I want to share my thoughts to start things off, but I understand that they're equitable to one tiny amoeba in a whole ocean of ideas. I'm excited to get feedback and hear your challenges - whether it's in person or in the comments section. That said -
For me, truly collective, visionary, feminist leadership is necessarily non-hierarchical and transparent. When we organize ourselves hierarchically (even without meaning to), with unequal distributions of power and little discussion about what that means, we're simply mimicking the very patriarchal, capitalistic systems of organization that we purport to resist. I think that it is truly disingenuous and conflictual to claim radical feminist ethics and a grassroots approach and yet organize ourselves in the same bullshit bureaucratic way as the rest of the world. In fact, I think forming that way would ultimately make our larger goals impossible.
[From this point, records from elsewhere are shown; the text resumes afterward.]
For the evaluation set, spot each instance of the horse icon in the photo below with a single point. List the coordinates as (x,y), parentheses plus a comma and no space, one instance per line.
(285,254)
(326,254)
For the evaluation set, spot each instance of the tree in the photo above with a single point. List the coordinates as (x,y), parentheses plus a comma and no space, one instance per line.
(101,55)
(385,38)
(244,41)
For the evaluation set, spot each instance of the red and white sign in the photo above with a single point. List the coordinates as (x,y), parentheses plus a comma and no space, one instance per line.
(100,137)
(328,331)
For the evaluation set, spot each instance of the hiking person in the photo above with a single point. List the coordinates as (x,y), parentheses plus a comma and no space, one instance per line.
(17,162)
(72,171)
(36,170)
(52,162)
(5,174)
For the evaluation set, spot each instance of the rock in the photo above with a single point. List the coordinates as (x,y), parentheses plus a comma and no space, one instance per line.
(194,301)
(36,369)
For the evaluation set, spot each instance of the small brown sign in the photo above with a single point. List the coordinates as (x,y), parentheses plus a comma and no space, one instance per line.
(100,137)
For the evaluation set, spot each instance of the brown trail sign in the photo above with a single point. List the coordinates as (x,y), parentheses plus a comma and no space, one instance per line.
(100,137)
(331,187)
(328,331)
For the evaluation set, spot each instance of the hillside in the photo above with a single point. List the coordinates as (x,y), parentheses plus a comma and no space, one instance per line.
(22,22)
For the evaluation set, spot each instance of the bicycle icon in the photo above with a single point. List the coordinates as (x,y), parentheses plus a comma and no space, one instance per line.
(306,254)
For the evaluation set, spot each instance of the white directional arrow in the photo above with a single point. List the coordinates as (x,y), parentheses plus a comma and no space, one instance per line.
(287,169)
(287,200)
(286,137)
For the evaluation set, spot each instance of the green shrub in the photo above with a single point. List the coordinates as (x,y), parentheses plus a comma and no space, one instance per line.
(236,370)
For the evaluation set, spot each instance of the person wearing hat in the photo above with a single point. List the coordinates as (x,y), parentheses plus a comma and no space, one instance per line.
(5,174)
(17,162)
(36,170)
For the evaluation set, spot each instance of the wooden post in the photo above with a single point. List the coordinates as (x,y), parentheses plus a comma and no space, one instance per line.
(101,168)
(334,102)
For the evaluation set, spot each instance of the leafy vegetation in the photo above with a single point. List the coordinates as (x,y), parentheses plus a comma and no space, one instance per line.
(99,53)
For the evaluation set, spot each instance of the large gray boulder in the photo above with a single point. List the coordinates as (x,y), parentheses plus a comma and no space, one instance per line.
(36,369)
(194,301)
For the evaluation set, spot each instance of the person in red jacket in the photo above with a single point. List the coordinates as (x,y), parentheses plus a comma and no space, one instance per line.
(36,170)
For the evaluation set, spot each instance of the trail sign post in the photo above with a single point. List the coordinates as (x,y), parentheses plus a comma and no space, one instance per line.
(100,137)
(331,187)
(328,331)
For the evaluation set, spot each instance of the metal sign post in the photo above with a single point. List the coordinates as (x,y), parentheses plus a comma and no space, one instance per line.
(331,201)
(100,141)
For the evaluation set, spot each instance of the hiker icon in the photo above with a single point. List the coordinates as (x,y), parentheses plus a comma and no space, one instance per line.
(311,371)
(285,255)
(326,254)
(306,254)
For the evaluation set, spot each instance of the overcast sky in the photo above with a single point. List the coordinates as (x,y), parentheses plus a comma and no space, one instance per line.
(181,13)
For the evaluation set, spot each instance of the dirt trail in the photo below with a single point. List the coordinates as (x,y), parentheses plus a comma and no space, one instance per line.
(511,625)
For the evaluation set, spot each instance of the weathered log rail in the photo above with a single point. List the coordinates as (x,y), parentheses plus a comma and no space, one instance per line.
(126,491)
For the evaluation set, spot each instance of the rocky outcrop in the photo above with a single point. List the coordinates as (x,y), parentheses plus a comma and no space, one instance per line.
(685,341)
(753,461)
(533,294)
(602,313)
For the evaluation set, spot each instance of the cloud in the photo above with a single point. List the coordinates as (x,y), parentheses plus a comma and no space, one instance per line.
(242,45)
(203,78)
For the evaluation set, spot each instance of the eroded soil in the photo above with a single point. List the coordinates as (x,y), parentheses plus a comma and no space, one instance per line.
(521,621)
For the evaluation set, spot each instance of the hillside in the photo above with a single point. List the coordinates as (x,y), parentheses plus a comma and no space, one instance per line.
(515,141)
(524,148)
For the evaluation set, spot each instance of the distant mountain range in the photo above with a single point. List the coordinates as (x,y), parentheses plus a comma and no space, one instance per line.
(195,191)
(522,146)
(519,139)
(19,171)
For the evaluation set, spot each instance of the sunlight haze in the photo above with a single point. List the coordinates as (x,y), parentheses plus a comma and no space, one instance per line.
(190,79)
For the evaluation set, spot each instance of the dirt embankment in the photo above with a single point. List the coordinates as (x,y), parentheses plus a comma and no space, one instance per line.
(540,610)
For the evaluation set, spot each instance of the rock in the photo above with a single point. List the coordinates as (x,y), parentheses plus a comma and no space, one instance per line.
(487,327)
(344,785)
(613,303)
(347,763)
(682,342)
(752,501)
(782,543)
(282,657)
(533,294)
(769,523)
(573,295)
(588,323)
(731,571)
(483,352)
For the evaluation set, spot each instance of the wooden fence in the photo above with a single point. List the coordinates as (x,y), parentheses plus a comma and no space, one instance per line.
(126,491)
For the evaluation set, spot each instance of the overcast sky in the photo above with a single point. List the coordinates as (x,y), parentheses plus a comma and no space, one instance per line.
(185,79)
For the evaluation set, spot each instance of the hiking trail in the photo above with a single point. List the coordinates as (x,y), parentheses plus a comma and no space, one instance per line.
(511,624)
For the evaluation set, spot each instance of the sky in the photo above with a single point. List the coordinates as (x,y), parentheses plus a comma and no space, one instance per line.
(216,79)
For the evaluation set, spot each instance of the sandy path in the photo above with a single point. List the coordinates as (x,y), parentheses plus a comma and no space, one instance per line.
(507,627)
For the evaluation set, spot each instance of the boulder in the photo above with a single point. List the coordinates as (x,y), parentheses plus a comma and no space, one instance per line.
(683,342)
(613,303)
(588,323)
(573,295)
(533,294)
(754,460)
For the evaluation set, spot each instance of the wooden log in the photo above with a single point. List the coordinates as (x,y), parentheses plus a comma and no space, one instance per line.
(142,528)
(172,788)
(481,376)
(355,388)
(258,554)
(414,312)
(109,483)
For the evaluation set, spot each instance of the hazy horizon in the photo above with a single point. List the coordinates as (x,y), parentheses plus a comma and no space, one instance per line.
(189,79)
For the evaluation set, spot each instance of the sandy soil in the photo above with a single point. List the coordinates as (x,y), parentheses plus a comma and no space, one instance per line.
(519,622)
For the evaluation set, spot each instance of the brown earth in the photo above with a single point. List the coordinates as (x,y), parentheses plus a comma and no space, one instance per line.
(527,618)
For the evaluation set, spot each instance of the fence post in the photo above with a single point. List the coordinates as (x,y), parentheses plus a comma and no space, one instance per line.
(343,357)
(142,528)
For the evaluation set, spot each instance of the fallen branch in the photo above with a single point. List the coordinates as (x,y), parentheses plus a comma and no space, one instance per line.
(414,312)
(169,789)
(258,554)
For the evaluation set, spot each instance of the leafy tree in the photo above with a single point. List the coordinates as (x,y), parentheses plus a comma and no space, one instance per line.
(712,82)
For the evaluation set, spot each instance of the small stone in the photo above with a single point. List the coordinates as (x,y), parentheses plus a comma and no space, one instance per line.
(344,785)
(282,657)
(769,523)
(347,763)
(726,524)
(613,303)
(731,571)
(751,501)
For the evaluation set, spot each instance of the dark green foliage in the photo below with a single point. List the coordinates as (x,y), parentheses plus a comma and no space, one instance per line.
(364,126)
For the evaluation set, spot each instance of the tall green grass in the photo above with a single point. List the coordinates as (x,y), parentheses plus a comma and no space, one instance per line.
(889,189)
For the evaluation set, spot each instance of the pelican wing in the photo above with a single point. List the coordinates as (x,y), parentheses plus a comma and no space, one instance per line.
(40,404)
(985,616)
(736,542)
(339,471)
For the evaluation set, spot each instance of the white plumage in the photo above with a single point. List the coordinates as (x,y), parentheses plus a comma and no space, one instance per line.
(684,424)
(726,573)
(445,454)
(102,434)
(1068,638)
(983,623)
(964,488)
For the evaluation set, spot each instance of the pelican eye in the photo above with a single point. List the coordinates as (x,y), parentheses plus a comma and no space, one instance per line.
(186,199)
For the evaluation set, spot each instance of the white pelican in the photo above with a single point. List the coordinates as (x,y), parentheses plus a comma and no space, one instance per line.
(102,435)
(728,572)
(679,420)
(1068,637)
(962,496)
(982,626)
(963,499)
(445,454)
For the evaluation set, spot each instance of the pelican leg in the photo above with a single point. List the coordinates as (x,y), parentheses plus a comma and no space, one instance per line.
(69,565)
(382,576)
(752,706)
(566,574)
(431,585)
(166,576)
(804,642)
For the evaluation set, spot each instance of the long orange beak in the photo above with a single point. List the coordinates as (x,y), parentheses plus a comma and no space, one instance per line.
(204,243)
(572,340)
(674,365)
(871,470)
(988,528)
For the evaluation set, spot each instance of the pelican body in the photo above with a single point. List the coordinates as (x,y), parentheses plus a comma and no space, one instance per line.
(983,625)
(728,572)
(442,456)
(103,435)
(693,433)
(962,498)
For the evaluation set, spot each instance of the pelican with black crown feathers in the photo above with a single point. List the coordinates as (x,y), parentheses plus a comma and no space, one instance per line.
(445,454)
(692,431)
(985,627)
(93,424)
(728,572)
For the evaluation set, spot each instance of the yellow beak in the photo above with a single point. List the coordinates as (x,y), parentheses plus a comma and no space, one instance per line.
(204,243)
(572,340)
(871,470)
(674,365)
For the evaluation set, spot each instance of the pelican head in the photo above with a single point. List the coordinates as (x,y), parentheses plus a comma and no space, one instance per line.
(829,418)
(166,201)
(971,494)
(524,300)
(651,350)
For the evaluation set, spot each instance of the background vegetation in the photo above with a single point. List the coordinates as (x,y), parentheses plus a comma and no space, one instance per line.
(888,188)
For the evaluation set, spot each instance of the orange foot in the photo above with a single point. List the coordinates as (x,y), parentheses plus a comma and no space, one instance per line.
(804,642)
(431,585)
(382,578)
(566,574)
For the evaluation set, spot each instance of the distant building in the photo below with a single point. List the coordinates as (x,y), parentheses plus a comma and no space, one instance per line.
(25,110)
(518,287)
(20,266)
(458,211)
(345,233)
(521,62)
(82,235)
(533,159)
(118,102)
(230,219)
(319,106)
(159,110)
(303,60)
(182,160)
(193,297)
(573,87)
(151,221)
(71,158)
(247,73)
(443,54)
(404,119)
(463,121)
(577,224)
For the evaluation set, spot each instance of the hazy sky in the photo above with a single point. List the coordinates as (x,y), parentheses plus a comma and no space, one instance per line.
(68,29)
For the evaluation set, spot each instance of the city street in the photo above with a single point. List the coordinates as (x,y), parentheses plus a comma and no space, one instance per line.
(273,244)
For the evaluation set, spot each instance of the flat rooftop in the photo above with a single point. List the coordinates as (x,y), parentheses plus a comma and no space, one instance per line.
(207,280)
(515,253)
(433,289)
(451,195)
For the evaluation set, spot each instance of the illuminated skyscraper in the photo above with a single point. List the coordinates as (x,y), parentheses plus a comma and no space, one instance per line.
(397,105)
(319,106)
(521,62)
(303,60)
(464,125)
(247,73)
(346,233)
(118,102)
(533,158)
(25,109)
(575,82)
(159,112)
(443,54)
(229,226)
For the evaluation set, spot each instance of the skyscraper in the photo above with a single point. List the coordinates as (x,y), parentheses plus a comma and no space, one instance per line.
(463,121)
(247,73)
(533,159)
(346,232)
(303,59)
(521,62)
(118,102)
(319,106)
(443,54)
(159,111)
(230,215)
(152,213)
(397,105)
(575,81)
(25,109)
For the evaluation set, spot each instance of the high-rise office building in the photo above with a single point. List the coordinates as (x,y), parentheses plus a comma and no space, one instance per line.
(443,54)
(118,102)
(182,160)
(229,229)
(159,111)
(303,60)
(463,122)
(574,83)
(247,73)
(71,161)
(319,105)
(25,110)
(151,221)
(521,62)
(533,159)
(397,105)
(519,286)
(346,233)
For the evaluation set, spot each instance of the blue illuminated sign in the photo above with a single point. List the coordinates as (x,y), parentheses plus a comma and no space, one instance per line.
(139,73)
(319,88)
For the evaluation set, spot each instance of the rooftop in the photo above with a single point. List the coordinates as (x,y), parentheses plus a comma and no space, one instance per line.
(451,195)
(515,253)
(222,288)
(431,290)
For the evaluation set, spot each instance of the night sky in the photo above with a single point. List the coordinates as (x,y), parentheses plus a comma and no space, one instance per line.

That doesn't mean that I think some people shouldn't have definitive positions, or that I'm delusional enough to believe that the power will be distributed evenly at all times. Instead, I think that we should make a conscious, consistent effort to spread the power as equitably as possible, which ultimately means realizing when we're doing (or simply receiving) too much, and when we're doing (or receiving) too little. We need to brave enough to both step up and step back (the latter is particularly difficult for me). This sort of horizontal organization is crucial because it's the only way each individual's talents and contributions can be realized, and it's the only way we can prevent a stagnant, traditionally bureaucratic organization from forming.
I don't think this is an easy task. It takes a group of truly committed, passionate, largely selfless people to achieve something like this. It also requires that each person is open to fair criticism - including personal criticism. We need to think critically about ourselves and our roles and constantly reevaluate our motivations. We also need to think carefully - and compassionately! - about our fellow organizers, and be brave enough to approach each other with legitimate concerns.
Here's a link to an excellent essay on anti-authoritarian organizing. I read it my freshman year of college and it really informed how I think and feel about leadership structure. Near the beginning of the essay, the author posits two questions I hope we're all working to answer:
How can leadership development help us build mass-based, multiracial, anti-racist, feminist, anti-capitalist movements with visible leadership from women, queers, transgendered people and working class people of all colors? How can we talk about leadership without creating the image of two or three people leading us, but the millions of people, in their communities, who are right now leading progressive social change around the world?
Thanks for reading! Lemme know what you think!